Rust is pretty antithetical to resume-driven development because a lot of the stuff that's written in Rust is too well-written and free of the usual kinds of software defects. It immediately becomes "done" and enters low-effort maintenance mode, there's just very little reason to get involved with it anymore since "it just works". Believe it or not, this whole dynamic is behind a lot of the complaints about Rust in the workplace. It's literally making things too easy.
I have to say that the median crate I interact with has the following readme:
" Version 0.2 - Unstable/buggy/slow unless you use exactly like the example - not going to get updated because I moved on to something else"
Rust is another programming language. It's easier to write code without a certain class of bugs, but that doesn't mean version 0.2 of a casual project is going to be bug-free.
It’s not that I don’t believe you, hut that I’m having trouble seeing how what you say could be true.
Rust projects immediately become “done”??? They don’t also having changing requirements and dependencies? Why aren’t everyone at the best shops using it for everything if it massively eliminates work load?
It's like a perl script you wrote on acid. It's done because you cannot enter that mindspace anymore and the code you created is like the output of an encrypted password with no path back.
Are you saying that Rust is always the right choice for any problem? If not what’s the link between the merits of any technology and the guarantee that the selection was not resume driven?
What a load of BS. Even if initial time saving was true because of "no bugs feature" and it is not. Any software product that serves real business needs usually constantly evolves. Most of the time is spent on planning new features and integrating those into existing architecture.

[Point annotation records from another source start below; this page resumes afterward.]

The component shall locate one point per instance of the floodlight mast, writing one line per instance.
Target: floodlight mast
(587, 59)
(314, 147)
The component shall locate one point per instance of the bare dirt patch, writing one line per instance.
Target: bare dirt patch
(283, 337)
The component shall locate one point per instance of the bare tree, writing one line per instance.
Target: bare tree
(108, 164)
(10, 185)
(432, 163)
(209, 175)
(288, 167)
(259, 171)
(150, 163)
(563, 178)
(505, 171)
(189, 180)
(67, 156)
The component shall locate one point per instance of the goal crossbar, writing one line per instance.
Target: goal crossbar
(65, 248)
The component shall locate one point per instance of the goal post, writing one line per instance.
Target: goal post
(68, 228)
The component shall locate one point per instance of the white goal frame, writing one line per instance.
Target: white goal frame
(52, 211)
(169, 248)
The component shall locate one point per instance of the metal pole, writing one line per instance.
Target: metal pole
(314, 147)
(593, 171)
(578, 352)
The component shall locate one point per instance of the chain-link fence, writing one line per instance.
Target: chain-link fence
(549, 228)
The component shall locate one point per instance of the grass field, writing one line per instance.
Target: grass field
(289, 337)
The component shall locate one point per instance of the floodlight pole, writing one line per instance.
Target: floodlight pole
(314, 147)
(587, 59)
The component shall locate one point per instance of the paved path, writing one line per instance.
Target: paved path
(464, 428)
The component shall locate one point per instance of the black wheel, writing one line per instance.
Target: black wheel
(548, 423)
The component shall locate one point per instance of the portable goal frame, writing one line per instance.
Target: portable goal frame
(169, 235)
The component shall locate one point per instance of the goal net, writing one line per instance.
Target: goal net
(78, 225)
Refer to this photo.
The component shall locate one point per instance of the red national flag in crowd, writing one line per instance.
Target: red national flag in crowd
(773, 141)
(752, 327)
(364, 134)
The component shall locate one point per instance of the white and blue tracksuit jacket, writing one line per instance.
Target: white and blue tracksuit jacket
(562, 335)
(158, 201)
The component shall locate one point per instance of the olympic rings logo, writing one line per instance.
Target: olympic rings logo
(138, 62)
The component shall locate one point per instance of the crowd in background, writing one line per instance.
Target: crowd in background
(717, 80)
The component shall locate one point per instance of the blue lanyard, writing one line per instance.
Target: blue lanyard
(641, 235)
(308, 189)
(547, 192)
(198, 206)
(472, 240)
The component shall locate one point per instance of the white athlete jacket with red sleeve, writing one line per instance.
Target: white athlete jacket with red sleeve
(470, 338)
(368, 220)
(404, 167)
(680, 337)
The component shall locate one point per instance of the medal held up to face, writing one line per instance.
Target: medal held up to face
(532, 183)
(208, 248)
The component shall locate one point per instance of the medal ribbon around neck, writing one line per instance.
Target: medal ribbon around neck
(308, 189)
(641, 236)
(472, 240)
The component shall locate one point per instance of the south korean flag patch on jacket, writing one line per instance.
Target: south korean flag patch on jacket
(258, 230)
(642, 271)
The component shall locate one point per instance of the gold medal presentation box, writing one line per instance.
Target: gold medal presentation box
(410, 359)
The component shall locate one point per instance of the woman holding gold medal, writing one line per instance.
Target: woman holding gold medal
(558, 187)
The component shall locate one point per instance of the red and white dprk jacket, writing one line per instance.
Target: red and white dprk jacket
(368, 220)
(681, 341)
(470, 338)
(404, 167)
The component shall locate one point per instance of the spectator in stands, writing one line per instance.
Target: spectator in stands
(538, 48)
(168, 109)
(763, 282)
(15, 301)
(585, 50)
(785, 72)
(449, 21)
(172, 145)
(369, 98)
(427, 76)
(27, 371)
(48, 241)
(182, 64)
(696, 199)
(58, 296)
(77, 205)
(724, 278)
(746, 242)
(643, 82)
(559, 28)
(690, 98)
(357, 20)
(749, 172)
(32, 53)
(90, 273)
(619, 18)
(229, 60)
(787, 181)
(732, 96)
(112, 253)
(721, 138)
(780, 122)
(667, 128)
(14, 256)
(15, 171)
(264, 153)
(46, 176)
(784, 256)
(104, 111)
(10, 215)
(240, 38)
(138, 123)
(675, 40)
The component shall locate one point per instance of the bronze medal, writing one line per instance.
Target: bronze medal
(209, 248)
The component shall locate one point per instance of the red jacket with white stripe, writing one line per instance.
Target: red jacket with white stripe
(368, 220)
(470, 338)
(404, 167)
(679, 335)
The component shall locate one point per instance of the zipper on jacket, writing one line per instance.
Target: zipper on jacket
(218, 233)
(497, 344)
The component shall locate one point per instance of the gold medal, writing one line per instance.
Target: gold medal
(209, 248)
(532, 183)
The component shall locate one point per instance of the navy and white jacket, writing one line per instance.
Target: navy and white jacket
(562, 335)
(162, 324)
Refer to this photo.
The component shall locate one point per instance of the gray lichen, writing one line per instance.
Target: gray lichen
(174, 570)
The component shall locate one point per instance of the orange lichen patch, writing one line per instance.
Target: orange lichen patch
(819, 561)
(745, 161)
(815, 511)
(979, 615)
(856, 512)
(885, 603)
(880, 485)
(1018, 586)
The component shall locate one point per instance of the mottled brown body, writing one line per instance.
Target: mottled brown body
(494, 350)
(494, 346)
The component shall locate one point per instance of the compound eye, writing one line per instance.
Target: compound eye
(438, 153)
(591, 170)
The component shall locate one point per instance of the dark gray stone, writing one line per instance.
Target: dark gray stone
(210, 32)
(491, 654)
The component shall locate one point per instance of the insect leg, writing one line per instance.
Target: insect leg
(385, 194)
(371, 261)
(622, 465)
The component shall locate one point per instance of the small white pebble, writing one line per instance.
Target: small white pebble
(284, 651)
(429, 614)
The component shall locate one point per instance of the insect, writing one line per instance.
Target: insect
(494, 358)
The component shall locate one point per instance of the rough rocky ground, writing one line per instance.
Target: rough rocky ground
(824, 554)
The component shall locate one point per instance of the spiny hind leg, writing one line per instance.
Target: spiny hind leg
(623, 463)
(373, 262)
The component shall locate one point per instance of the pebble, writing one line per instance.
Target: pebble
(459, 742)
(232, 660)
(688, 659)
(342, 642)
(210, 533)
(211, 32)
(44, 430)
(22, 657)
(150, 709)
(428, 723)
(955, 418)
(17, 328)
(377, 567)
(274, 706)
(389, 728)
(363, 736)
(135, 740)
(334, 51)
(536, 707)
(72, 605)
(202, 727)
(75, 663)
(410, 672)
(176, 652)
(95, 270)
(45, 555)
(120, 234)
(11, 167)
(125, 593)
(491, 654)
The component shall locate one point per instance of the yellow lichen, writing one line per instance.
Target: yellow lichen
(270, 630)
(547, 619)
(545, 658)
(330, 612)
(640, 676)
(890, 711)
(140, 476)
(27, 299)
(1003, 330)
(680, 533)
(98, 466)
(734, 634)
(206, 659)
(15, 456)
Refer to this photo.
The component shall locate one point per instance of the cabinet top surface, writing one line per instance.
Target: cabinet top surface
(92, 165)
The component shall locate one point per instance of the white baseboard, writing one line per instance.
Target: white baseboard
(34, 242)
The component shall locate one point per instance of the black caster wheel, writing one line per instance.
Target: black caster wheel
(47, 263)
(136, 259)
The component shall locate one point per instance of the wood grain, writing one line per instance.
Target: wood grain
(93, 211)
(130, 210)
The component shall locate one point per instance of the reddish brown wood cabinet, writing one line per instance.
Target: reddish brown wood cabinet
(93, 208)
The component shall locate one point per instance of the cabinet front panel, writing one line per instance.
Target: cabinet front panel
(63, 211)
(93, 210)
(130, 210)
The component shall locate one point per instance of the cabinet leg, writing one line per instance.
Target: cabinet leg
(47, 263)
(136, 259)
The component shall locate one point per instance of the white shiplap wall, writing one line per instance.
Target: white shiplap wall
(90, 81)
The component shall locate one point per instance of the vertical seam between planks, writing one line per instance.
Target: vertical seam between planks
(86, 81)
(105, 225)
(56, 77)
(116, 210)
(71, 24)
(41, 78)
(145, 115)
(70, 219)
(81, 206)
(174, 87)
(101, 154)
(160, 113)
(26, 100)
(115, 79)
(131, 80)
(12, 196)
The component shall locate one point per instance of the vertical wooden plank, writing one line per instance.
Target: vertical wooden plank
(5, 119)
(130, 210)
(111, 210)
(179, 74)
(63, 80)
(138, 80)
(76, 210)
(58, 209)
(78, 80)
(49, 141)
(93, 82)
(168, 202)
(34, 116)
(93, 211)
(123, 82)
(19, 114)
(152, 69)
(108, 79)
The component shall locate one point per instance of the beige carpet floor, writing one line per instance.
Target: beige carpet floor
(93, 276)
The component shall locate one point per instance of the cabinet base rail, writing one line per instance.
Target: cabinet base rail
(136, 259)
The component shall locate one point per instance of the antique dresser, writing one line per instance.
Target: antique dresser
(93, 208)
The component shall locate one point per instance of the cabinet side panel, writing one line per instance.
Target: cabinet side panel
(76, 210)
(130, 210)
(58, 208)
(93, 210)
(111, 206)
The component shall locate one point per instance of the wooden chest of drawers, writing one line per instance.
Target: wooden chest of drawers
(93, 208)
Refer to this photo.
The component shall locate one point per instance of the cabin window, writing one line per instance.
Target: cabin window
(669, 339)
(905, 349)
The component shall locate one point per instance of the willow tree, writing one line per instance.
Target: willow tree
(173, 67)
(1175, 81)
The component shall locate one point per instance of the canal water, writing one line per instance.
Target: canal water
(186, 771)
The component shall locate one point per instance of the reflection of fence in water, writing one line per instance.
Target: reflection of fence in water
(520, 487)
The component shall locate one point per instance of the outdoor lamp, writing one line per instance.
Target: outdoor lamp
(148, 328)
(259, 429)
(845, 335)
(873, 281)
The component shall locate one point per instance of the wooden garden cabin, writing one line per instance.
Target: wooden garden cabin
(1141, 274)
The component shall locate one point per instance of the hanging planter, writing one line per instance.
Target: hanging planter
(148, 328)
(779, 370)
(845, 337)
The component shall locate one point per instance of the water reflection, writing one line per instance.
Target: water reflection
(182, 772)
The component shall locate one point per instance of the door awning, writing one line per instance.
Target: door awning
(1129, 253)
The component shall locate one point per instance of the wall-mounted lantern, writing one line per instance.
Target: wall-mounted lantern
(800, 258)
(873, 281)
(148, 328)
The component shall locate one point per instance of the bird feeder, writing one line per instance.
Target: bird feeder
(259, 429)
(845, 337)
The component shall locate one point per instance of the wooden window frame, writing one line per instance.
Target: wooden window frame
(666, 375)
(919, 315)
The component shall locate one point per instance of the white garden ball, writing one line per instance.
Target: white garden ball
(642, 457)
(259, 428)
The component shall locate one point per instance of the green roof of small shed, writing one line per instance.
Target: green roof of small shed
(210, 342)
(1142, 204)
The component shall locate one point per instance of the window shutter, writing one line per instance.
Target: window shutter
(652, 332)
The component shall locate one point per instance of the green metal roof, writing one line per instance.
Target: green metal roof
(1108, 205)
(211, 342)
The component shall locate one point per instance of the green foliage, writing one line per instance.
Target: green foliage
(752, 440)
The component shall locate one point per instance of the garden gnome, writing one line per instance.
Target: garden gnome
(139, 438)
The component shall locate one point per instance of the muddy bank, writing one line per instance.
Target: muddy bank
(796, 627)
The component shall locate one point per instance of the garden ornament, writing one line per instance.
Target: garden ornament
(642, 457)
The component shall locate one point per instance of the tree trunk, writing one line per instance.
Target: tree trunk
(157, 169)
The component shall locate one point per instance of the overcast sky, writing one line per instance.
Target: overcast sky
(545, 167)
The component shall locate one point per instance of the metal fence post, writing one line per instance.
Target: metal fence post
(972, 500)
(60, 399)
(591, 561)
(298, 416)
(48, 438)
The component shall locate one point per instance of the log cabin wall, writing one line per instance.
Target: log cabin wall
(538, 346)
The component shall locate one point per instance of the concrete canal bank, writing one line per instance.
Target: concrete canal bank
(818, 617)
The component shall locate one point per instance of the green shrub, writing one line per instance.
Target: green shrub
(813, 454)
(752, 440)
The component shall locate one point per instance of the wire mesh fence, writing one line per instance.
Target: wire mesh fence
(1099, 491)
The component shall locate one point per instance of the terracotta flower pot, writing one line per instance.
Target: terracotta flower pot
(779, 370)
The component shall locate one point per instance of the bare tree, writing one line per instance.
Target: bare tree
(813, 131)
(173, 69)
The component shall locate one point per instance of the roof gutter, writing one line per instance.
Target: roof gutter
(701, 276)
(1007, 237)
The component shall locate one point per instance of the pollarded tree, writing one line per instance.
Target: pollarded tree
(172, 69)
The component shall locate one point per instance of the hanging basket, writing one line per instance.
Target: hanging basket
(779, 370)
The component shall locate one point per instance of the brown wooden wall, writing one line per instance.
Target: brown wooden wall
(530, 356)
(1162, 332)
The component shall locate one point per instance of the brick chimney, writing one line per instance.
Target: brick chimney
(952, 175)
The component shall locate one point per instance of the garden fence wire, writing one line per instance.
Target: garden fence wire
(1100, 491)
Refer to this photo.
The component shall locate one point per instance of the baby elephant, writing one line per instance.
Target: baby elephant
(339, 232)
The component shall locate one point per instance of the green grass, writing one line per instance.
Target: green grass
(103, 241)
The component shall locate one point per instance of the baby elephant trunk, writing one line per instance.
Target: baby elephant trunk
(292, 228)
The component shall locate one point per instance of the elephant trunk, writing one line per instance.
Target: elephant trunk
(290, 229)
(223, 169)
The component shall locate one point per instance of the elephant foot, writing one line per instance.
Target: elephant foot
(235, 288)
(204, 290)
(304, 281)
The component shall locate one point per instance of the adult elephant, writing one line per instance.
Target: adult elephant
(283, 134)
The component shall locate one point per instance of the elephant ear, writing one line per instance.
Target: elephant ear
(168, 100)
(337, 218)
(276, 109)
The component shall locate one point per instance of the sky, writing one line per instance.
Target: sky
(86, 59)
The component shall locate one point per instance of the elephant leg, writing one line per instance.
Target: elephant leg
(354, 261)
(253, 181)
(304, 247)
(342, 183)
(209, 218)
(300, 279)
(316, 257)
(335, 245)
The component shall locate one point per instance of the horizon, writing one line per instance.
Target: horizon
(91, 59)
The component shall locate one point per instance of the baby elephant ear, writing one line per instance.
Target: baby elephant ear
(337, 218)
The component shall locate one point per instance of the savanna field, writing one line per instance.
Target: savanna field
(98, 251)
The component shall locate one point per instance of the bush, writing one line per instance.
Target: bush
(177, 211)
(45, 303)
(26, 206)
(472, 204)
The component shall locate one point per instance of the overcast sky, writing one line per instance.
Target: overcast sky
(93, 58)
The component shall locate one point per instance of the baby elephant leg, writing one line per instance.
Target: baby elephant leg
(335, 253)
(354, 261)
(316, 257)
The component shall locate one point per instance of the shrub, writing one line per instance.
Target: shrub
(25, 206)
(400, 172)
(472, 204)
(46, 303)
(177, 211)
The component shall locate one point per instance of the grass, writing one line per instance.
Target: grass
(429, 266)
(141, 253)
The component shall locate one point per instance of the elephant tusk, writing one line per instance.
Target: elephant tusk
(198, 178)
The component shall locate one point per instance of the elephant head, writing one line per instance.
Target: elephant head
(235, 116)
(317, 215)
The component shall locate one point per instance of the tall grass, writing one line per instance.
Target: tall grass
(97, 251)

Yup. It's easy to write a to-do app. What is hard is 10 years later of features and needing to add more. While also dealing with the architecture short sightedness and pitfalls. Anyone who has worked on legacy software knows, at some point, all architectural decisions eventually become architectural pitfalls, primarily because requirements and customers change. It becomes a point where, its not really the code that's the issue, its design and customers' changing requirements.